MySQL – Regular Expressions
MySQL supports various types of pattern matching operations to retrieve filtered result-sets from huge database tables. In previous chapters, we have already learned about the LIKE operator for pattern matching. In this chapter, we will see another pattern matching operation based on regular expressions.
MySQL Regular Expressions
A regular expression is loosely defined as a sequence of characters that represent a pattern in an input text. It is used to locate or replace text strings using some patterns; this pattern can either be a single character, multiple characters or words, etc.
MySQL implements regular expression support using International Components for Unicode (ICU), which provides full Unicode support and is multi-byte safe.
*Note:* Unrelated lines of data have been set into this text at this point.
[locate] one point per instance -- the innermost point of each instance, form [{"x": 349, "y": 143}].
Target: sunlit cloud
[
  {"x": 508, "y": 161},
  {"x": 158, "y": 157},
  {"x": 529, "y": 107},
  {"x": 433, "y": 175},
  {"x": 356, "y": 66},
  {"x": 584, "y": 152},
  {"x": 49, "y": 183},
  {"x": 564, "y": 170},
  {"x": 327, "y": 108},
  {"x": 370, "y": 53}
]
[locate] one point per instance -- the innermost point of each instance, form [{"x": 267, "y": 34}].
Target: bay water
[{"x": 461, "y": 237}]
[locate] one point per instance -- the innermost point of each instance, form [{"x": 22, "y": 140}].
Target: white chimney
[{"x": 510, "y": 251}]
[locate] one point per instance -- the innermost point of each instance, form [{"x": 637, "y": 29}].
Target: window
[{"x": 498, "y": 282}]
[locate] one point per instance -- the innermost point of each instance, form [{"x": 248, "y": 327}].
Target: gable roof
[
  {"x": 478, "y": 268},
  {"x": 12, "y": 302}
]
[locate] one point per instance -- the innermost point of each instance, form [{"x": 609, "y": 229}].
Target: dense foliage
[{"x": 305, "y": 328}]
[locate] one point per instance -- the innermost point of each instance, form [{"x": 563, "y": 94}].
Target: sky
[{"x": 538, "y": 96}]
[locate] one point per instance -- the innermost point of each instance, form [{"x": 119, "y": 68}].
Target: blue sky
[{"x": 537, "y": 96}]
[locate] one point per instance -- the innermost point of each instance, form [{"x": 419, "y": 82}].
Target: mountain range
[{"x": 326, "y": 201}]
In MySQL, it is a powerful way to perform a complex search operations in a database to retrieve desired content. And unlike the LIKE operator, the regular expressions are not restricted on search patterns (like % and _) as they use several other meta characters to expand the flexibility and control during pattern matching. This is performed using the REGEXP operator.
Syntax
Following is the basic syntax of the REGEXP operator in MySQL −
expression REGEXP pattern
Patterns used with REGEXP
Following is the table of pattern, which can be used along with the REGEXP operator.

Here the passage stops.